JC: Precincts were closed. We opened them back up. But in addition…we’ve placed investigators back at the precinct. I’m about neighborhoods and about that relationship — that direct connection to the neighborhoods. … We’re [also] placing detectives in those precincts, so at least the community, when they report a crime, there’s someone they can talk to who can do a follow-up or give them some information. Unlike in the past, when people felt like they weren’t being served. I oftentimes talk about the Ritz-Carlton. I don’t care what Ritz-Carlton you go to, and what part of the hotel you’re in, service is impeccable. From just a vision of what the Detroit Police Department should become, I would love for us to rise to that level of service. Compared to what it was when I got here in July, trust has increased. There’s more dialogue. … Having gone to a number of community meetings… I’m getting a different view of the world. Not to say that we can’t improve. … But let’s talk about the under-investment or lack of investment in this police agency that predates me: the fact that someone made the decision to close the precinct, the fact the detectives were centralized, the fact that this department had an 11 percent clearance rate to homicides. Right now year-to-date, we’re sitting on a 100 percent clearance rate. This is not the same police department that it was eight months ago.
CF: Residents tell me that there is a feeling that you can get away with just about anything in Detroit. What does it take to break through that mindset?
JC: It’s happening now. Have you been watching the news on our Operation Restore Order?
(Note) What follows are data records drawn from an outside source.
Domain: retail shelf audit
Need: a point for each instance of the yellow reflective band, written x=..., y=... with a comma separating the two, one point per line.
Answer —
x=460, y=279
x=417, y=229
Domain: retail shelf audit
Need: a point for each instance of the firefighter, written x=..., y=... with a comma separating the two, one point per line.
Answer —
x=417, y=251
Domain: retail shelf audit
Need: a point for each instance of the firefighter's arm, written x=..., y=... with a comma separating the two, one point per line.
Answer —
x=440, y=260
Does it appear that we just got our feet up on the desk and we’re just going to allow people to come in and ravage neighborhoods? I would say to you that those days are over. Now, I’m not saying that the work is done. We still got more work to do. But in addition to what I would consider our aggressive posture on this… that’s the message I’m sending. … We recognize there is a staffing shortage. We’re sensitive to that, but that’s not going to slow us down. [There is] a sense of urgency; I am not backing off.
Here’s a point: When I first got here I spoke with a number of police officers across the department. I said, “What do you want?” Now, of course, no one wants to see their pay taken. They work in the most challenging environment to police in America. I believe it, now that I’ve worked in different places. But you know what they wanted? They wanted to be police officers. They wanted to go out because they’re committed to making Detroit a safer place. … They wanted to be able to go out [and] make arrests, [they wanted to] identify those who are more likely to commit these violent acts.
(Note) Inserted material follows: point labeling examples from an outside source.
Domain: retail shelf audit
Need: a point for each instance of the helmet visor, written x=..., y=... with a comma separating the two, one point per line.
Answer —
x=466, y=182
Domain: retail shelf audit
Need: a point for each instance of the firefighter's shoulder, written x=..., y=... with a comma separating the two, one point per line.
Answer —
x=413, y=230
CF: You made headlines recently when you said Detroit might be better off if more citizens carried legal firearms. This ruffled some feathers, especially among law enforcement types.
JC: I would be the person that made that statement, and I believe it. But I didn’t say just “more guns” for the sake of saying “more guns.”… I said that good Americans, good Detroiters who are responsible, who have concealed weapons permits, can be a deterrent to violent crime. In fact, it’s just not this police chief that believes it, but the Department of Justice did research on it. The research bore out that it’s viewed as one of the single-most deterrents to violent crimes. … Nobody wants to address the issue of the criminals with guns. Is that OK? Should we have a city where we have an inordinate number of felons… possessing illegal firearms? Something is wrong with that. … A research entity interviewed ex-felons who said they’re more fearful of armed, good Americans, not necessarily in those words, than they are of police officers. … We’re trying to change the culture. We’re trying to create a safe city for all who visit, play, and work in the city of Detroit.